A couple of months later, Johnson was seen on the Senate floor without any facial covering. "I wear a mask when I go into grocery stores, that type of thing," the GOP senator said. "I think around here, we probably won't have to." This, too, was a bad argument.

As the crisis continues, Johnson's perspective just isn't improving. Axios reported last week:

The country "overreacted" in response to the coronavirus pandemic, Sen. Ron Johnson (R-Wis.) told Axios' Mike Allen during a virtual event on Wednesday.... "[I]n hindsight, I think we overreacted. We closed too much of our economy down, and I don't think we focused enough on what we needed to do: isolate the sick, quarantine them, protect the vulnerable."

At a certain level, the senator's rhetoric isn't too surprising. It was, after all, four months ago when the Wisconsin Republican told USA Today, "People are going to have to work. People do need to recognize the fact that this is not Ebola. This is not MERS. It's not quite the seasonal flu. But we have to keep things in perspective and we got to keep our economy."

That, however, was in March, when some officials hadn't yet come to terms with the scope and scale of the public-health crisis -- dire warnings from public-officials notwithstanding. Indeed, the day Johnson made those comments, the United States was adding fewer than 1,000 cases per day, and the overall domestic death toll was well under 100 people.

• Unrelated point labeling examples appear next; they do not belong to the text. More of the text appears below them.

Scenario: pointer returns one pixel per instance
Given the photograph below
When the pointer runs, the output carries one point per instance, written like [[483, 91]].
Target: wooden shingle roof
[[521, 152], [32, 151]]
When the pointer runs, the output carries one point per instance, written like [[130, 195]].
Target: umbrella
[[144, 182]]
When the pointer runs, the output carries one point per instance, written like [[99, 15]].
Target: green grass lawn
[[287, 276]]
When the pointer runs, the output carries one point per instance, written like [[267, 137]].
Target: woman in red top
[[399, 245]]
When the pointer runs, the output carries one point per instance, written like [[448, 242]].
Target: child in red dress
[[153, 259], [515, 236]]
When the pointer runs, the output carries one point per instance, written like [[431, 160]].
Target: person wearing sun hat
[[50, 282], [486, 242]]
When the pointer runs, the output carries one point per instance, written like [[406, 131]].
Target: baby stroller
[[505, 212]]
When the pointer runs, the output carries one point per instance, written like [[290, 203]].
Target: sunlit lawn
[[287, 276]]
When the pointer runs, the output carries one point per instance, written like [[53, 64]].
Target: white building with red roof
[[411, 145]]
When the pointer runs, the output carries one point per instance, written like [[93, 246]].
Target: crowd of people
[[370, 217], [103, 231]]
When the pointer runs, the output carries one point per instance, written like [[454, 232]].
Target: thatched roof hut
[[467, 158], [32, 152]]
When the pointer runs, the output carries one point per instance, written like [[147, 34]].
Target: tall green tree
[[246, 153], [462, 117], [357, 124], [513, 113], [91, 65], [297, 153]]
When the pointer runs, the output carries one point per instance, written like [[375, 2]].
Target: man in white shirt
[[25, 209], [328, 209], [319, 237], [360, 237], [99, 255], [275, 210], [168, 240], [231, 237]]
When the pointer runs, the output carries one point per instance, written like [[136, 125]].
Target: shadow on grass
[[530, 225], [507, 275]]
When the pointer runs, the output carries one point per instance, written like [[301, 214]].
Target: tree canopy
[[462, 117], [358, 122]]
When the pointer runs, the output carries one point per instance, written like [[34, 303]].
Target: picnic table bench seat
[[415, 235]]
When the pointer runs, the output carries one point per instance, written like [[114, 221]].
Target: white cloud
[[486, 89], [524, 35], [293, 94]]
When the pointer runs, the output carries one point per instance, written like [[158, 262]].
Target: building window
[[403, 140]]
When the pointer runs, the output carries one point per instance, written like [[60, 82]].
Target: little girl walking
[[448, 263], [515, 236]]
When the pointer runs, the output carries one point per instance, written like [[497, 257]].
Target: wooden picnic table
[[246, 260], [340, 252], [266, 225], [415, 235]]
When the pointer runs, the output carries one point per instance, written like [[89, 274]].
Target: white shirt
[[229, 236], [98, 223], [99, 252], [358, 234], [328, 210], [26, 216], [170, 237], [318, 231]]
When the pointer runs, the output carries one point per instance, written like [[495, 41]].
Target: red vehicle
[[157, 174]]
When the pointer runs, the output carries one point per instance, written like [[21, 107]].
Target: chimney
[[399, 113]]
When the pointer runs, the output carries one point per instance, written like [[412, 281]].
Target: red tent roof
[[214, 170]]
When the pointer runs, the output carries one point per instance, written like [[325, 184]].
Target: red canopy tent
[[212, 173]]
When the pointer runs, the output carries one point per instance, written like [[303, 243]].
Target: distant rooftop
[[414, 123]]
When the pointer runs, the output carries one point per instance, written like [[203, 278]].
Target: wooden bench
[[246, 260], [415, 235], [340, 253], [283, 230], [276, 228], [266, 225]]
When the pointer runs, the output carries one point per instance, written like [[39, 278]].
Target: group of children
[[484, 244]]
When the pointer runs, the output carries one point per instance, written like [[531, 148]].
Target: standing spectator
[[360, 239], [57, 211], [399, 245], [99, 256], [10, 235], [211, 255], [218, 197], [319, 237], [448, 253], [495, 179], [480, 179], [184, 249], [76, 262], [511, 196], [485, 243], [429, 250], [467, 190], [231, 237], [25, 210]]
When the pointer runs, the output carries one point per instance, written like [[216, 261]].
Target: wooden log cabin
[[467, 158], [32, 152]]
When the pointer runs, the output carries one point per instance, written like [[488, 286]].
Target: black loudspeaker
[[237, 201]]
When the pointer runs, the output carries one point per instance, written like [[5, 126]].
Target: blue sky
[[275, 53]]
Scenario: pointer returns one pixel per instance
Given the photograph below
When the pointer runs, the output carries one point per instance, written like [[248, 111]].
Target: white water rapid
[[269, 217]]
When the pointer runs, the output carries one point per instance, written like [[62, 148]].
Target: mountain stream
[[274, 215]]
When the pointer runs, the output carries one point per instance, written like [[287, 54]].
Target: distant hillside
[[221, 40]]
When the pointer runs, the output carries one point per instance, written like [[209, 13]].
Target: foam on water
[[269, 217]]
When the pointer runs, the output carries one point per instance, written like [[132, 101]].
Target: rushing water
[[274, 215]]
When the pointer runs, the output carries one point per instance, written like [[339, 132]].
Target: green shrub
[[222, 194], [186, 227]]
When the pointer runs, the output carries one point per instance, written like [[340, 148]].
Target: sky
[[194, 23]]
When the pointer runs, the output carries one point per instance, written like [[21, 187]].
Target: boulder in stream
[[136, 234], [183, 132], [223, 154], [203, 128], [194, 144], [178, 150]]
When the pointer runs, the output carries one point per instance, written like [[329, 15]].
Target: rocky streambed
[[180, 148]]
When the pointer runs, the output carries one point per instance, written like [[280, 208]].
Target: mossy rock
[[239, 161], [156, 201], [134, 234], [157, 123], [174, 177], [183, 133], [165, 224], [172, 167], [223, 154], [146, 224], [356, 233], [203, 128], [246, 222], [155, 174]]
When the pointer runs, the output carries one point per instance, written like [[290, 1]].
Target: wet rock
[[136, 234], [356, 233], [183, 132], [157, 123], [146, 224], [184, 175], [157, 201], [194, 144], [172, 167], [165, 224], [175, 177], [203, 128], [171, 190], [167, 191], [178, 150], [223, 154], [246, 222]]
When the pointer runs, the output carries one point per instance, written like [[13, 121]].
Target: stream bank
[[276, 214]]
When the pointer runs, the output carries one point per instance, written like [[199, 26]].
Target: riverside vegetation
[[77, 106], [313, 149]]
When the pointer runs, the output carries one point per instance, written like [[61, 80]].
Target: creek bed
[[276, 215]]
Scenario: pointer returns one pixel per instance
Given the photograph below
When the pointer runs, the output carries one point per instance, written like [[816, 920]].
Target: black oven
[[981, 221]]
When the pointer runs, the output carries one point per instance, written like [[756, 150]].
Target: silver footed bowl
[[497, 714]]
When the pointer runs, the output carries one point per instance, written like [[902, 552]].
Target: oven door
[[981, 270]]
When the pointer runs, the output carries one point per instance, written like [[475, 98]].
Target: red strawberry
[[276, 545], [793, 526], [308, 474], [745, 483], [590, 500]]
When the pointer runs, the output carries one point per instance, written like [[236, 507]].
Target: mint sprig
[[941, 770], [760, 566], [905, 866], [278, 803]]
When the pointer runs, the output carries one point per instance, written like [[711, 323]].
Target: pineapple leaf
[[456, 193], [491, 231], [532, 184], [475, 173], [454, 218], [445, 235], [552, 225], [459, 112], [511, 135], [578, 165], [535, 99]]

But much has changed in the ensuing months. The United States is now adding nearly 50,000 new cases per day, and COVID-19 has claimed over 130,000 Americans lives.

Imagine looking at these numbers and thinking that the United States "overreacted" to the crisis. Then imagine a political party putting the person who thinks the United States "overreacted" in charge of the Senate committee responsible for domestic security.